А как вам эта уродливая статуя Поля Баньяна в центре города? Полный порядок? Эх, будь у меня машина напалма, я бы укокошил эту скульптуру … ее мать! Но уверяю вас, если ваши эстетические взгляды настолько широки, что вы допускаете существование статуи из пластика, то в таком случае Дерри вполне нормальный город. Весь вопрос, Хэнлон, что для вас означают понятия «нормальный» и «все в порядке». Или если еще точнее: где нормально, а где ненормально».

Мне оставалось только кивать головой. Карсон либо знал ответ на свой вопрос, либо не знал. Либо хотел пояснить свою мысль, либо не хотел.

«Вы имеете в виду неприятные истории, о которых вы еще не слышали, или те, которые вам уже известны? А неприятных историй всегда хватает. Всегда навалом. История города подобна большому ветхому особняку с множеством комнат, чердаков, всевозможных укромных мест, не говоря уже о тайниках. Если вы начнете исследовать деррийский особняк, вы обнаружите всякого рода хитрости. Да-да. Потом вы, вероятно, пожалеете об этом. Но раз уж вы что-то нашли, обнаружили, тут уж никуда не денешься, обратного хода нет, разве не так? Какие-то комнаты заперты, но есть ключи и к ним… Есть такие ключи».

Глаза Карсона зажглись пронзительным огнем, как иногда бывает у стариков.

«Вы можете подумать, что ненароком узнали самую отвратительную тайну Дерри. Но худшее еще впереди. У Дерри много тайн».

«Вы хотите сказать…»

«Думаю, вы должны меня извинить. У меня сегодня что-то разболелось горло. Мне пора принимать лекарство и немного соснуть».

Иными словами, вот тебе нож и вилка, любезный, ступай и смотри сам, что ты сможешь нарезать.

Я начал с исторических трудов Флике и Мишо. По совету Карсона я выбросил их в корзину, правда, прежде я все-таки прочитал их. Они оказались действительно никуда не годны. Карсон был прав. Затем я взялся за Баддингера, выписал сноски и принялся за их изучение. Этот исторический труд был явно лучше, но сноски, знаете, странная вещь. Они как тропы, петляющие по дикой стране, где живут по законам анархии. Они то и дело расходятся; в любой момент ты можешь свернуть не туда и заблудиться в чащобе, а то и вовсе угодить в болото. «Если обнаружите сноску, — говорил когда-то на лекции наш профессор, специалист по библиографии, — наступите ей на голову и убейте, прежде чем она успеет размножиться».

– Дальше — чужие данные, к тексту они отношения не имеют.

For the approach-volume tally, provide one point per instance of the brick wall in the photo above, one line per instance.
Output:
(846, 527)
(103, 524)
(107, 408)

Сноски и впрямь размножаются, и порой это даже неплохо, но все же в большинстве случаев хорошего мало. Сноски в работе Баддингера, высокомерно названной «История старого Дерри», Ороно, издательство Мейнского университета, 1950 год, блуждают по вековому периоду и множеству ныне забытых книг, обросших пылью магистерских диссертаций по истории и фольклору, статей, опубликованных в давно закрывшихся журналах среди наводящих тоску и уныние городских отчетов и финансовых ведомостей.

Разговор с Сэнди Ивсом оказался куда интереснее. Его источники информации часто пересекались с источниками, на которые указывал Баддингер, но этим пересечением сходство и ограничивалось. Ивс посвятил большую часть своей жизни стариковскому делу: он записывал устные предания, иными словами, небылицы, причем почти дословно — практика, о которой Брэнсон Баддингер, несомненно, отозвался бы весьма презрительно.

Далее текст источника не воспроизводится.